Modern Languages and Literatures, Department of

 

Date of this Version

March 2001

Comments

Published in FANA Quarterly, volume XIX, no. 4 (Spring 2001), pp. 6–28. Published by the Fan Association of North America; used by permission. Copyright © 2001 Marshall Olds.
http://www.fanassociation.org/

Abstract

The following was presented as a lecture in conjunction with the exhibit of 18th-century European fans, held at the McMullen Art Museum of Boston College, September, 2000. The author is Professor of French at the University of Nebraska. He is the author of books and articles on French literature, and the editor of Nineteenth- Century French Studies.

To have 19th-century French poetry breeze into this exhibit of beautifully crafted fans from the 18th century should be viewed as a complementary and friendly action. Indeed, the exhibition title, "Hand-held Delight," is especially apposite for our topic today, for the poet in question, Stéphane Mallarmé (1842- 1898) took particular delight in the marvelous object that is the fan, its characteristic deployment, fold by fold, recalling for him that most cherished of objects, the book, that reveals its meanings page by page. And, since, as the exhibition here beautifully illustrates, a fan is rarely just a fan, its mechanism provided the poet with an elegant metaphor for the gradual emergence of any image, even the lifting fog in the Belgian city of Bruges that slowly exposed the old buildings, "pli selon pli." While rarely "just a fan," a fan often is, however, a fan, and what is most pertinent for us today, is that Mallarmé wrote poems on fans, and I mean that in both senses: poems about fans, and also poems written on that wonderllly suggestive surface. He also decorated them. So, when we speak of Mallarmé's fan poems, we are referring to a rather unique artistic genre comprised of literary, painterly and rather specific cultural elements, associated with an intimate setting or space that was at once feminine and artistic.

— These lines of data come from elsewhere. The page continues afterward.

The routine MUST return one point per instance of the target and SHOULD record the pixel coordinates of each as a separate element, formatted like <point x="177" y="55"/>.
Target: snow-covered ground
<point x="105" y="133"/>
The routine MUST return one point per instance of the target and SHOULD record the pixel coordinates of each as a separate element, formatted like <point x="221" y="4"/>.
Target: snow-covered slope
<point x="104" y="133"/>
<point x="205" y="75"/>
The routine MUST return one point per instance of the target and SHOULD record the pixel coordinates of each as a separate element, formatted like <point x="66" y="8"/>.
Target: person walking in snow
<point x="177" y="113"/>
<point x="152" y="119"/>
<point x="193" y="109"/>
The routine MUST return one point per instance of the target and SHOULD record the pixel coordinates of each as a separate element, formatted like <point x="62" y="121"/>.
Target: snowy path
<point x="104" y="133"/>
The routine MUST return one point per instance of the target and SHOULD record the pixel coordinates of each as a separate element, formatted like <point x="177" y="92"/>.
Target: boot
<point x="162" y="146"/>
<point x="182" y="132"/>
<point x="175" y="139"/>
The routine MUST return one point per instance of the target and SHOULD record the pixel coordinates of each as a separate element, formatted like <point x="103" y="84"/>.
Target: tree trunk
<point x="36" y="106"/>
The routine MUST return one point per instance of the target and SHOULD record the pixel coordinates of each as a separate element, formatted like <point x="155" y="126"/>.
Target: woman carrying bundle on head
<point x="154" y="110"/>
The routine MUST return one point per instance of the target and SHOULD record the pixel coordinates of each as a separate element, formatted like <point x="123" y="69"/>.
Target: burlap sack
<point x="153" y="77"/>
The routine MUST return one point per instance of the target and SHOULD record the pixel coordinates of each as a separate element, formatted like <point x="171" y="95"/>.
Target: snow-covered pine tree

What I propose we do today is to follow Mallarme along a meandering path through these objects and the topics they evoke (to this reader at least), that we take a kind of visite guidée through the new but temporary Mallarmé Wing of the McMullen Art Museum. Mallarmé's interest in fans was part of a larger network of associations, dating from the 1860s and '70s, that included ladies' apparel and accessories, and collectible curios. It culminated in the 1880s and '90s at the height of the Japanese influence on French sensibilities, both artistic and mundane, known as japonisme. This last topic is familiar to many of us in the context of French painting fiom the mid 1870s onward, but it has been little explored in any detail with respect to the poetry of the same period.